Following up on this in case anyone can provide some insight, please.

On Thu, May 16, 2024 at 8:32 AM Dan Healy <daniel.t.healy@gmail.com> wrote:
Hi there, SLURM community,

I swear I've done this before, but now it's failing on a new cluster I'm deploying. We have 6 compute nodes with 64 cpu each (384 CPU total). When I run `srun -n 500 hostname`, the task gets queued since there's not 500 available CPU. 

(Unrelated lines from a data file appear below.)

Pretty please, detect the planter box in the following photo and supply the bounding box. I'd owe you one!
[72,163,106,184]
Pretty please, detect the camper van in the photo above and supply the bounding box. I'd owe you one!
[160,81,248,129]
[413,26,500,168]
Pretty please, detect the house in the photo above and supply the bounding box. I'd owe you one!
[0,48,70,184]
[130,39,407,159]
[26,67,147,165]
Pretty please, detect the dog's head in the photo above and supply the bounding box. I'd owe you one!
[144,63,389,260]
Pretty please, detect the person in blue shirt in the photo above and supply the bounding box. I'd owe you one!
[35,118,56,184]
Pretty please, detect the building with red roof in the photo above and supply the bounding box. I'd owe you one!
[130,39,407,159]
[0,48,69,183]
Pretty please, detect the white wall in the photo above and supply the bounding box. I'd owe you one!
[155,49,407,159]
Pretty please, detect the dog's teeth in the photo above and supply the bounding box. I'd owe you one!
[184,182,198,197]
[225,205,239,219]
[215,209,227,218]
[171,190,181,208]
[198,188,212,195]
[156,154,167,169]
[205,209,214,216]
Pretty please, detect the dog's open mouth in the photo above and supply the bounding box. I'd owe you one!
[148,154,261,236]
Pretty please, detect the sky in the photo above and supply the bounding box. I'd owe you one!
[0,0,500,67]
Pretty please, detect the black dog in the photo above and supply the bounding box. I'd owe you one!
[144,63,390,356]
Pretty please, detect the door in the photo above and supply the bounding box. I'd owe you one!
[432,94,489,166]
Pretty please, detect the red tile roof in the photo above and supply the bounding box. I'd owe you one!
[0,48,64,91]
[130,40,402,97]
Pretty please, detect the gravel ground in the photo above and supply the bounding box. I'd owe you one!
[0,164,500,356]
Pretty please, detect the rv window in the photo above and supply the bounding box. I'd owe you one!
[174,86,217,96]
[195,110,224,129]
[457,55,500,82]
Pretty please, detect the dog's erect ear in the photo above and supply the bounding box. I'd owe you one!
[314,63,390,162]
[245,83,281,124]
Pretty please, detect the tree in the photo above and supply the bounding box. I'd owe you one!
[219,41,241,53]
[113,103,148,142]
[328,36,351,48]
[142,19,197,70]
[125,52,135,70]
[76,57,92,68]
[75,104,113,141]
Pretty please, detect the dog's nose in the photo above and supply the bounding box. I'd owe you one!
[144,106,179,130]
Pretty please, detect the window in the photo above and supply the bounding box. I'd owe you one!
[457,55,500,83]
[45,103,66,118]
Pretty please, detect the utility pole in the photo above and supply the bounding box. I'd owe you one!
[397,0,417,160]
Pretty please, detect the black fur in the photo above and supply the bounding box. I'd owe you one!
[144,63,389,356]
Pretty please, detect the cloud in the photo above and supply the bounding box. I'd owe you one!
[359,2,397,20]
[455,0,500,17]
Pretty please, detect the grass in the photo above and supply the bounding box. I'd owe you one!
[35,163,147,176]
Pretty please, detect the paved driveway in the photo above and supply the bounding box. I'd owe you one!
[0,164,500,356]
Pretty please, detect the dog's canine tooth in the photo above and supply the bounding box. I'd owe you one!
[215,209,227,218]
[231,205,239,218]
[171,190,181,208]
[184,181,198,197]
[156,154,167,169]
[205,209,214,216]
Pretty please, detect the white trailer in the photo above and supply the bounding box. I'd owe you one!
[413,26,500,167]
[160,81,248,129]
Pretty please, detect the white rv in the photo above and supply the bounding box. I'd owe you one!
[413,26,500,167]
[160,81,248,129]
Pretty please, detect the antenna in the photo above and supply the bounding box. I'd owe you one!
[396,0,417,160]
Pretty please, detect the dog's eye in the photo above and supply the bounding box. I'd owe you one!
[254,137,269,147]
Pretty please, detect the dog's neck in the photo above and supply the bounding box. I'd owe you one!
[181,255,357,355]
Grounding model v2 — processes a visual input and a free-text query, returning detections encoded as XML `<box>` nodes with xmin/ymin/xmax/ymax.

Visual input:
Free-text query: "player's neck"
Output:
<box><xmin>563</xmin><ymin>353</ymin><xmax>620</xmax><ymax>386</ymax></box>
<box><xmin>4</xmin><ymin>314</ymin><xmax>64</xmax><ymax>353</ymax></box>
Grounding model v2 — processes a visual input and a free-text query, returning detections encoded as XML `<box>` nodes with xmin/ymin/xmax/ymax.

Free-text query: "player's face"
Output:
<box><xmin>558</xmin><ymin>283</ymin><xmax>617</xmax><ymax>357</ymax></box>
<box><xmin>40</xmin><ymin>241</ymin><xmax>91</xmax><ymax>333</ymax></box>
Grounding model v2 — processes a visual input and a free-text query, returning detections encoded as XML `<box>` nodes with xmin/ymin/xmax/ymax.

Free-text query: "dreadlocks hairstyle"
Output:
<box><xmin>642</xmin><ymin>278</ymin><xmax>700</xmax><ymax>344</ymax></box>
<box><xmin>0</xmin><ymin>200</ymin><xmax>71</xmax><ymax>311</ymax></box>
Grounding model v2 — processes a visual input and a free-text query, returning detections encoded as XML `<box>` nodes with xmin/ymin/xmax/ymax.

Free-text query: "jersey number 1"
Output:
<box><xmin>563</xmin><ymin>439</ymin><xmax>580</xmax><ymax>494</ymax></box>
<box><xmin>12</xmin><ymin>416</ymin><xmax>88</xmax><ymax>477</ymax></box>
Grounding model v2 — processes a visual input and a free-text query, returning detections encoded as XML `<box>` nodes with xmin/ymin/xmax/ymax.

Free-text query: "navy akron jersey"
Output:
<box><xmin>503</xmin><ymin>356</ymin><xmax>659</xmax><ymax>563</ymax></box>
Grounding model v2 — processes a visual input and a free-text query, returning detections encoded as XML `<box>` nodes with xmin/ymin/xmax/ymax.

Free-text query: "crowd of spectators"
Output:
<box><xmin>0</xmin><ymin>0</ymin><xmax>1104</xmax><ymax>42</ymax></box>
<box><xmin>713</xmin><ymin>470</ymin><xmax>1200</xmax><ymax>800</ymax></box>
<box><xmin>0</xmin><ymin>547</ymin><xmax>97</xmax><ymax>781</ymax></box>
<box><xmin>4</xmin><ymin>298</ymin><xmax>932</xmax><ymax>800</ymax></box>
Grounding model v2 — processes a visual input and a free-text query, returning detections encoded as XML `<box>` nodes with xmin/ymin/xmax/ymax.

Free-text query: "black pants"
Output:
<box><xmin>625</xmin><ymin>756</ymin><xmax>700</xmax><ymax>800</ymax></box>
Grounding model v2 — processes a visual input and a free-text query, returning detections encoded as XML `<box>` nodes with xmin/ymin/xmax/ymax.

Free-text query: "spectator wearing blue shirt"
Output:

Wasn't there an option that allows for this to be run where the first 384 tasks execute, and then the remaining execute when resources free up?

Here's my conf:

# Slurm Cgroup Configs used on controllers and workers
slurm_cgroup_config:
  CgroupAutomount: yes
  ConstrainCores: yes
  ConstrainRAMSpace: yes
  ConstrainSwapSpace: yes
  ConstrainDevices: yes

# Slurm conf file settings
slurm_config:
  AccountingStorageType: "accounting_storage/slurmdbd"
  AccountingStorageEnforce: "limits"
  AuthAltTypes: "auth/jwt"
  ClusterName: "cluster"
  AccountingStorageHost : "{{ hostvars[groups['controller'][0]].ansible_hostname }}"
  DefMemPerCPU: 1024
  InactiveLimit: 120
  JobAcctGatherType: "jobacct_gather/cgroup"
  JobCompType: "jobcomp/none"
  MailProg: "/usr/bin/mail"
  MaxArraySize: 40000
  MaxJobCount: 100000
  MinJobAge: 3600
  ProctrackType: "proctrack/cgroup"
  ReturnToService: 2
  SelectType: "select/cons_tres"
  SelectTypeParameters: "CR_Core_Memory"
  SlurmctldTimeout: 30
  SlurmctldLogFile: "/var/log/slurm/slurmctld.log"
  SlurmdLogFile: "/var/log/slurm/slurmd.log"
  SlurmdSpoolDir: "/var/spool/slurm/d"
  SlurmUser: "{{ slurm_user.name }}"
  SrunPortRange: "60000-61000"
  StateSaveLocation: "/var/spool/slurm/ctld"
  TaskPlugin: "task/affinity,task/cgroup"
  UnkillableStepTimeout: 120

--
Thanks,

Daniel Healy


--
Thanks,

Daniel Healy